Furthermore, I think we have to remember that low taxes or tax rates are not an end in themselves; they are the means to an end, which is higher growth and greater prosperity. In this sense, I think right wingers pay far too much attention to the negative economic consequences of taxation while essentially ignoring the negative economic consequences of extremely large deficits. The only reason we haven't seen such effects already is because investment has collapsed, saving is unusually high, deflation is the dominant economic problem, unemployment is high, and, most importantly, current deficits are assumed to be temporary. When the day comes that markets come to believe that they are semi-permanent--perhaps because markets believe that Republicans will block any budget deal that involves higher taxes and may even be stupid enough to block a debt limit increase--then all hell will break loose; inflation and interest rates will skyrocket and voters will demand action on the deficit.
 
Sadly, when that day comes many senators may conclude that a foolish consistency--the hobgoblin of small minds--may require them to oppose a VAT because they were blindsided by McCain's amendment and voted for it without thinking.

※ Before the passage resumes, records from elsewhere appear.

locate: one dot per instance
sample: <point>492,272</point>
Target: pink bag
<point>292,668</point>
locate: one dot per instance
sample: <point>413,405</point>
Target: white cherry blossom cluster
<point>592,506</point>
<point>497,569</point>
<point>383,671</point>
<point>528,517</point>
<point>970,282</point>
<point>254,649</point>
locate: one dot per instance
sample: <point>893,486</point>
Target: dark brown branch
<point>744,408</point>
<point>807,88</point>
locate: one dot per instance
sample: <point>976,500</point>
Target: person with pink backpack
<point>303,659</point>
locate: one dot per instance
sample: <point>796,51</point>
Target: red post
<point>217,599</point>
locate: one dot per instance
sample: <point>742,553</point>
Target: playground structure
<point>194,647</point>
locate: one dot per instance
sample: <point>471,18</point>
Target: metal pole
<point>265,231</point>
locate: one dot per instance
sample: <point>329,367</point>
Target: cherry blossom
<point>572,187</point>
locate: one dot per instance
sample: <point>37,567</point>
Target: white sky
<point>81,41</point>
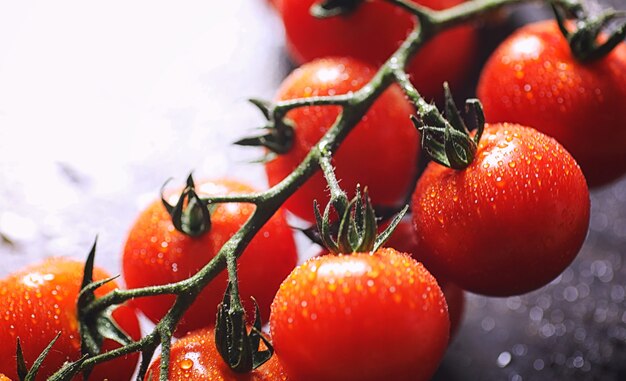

In the final vote, 85 senators supported McCain, not one spoke against it.
 
Under the circumstances, any senator voting against McCain's demagogic resolution deserves credit. Here are the names of 13 senators with honor and guts: Akaka, Bingaman, Brown of Ohio, Byrd, Cardin, Dorgan, Kaufman, Levin, Reed, Udall of New Mexico, Voinovich, Webb, and Whitehouse (Nelson of Florida and Warner did not vote).
 
I applaud all of them.
 
Finally, I wish someone would ask those voting for this resolution how they feel about the 47 percent of tax filers who pay no federal income taxes. No doubt, they will all proclaim that it is shameful and a scandal. Then ask them what we should do about it. If they oppose a VAT, then the only other way of getting millions of Americans to pay something to support the general operations of the federal government is to eliminate the tax credits that are mainly responsible for them having a negative or zero tax liability. If they are also opposed to that, then it is reasonable to assume that they are either cowardly, stupid or lying.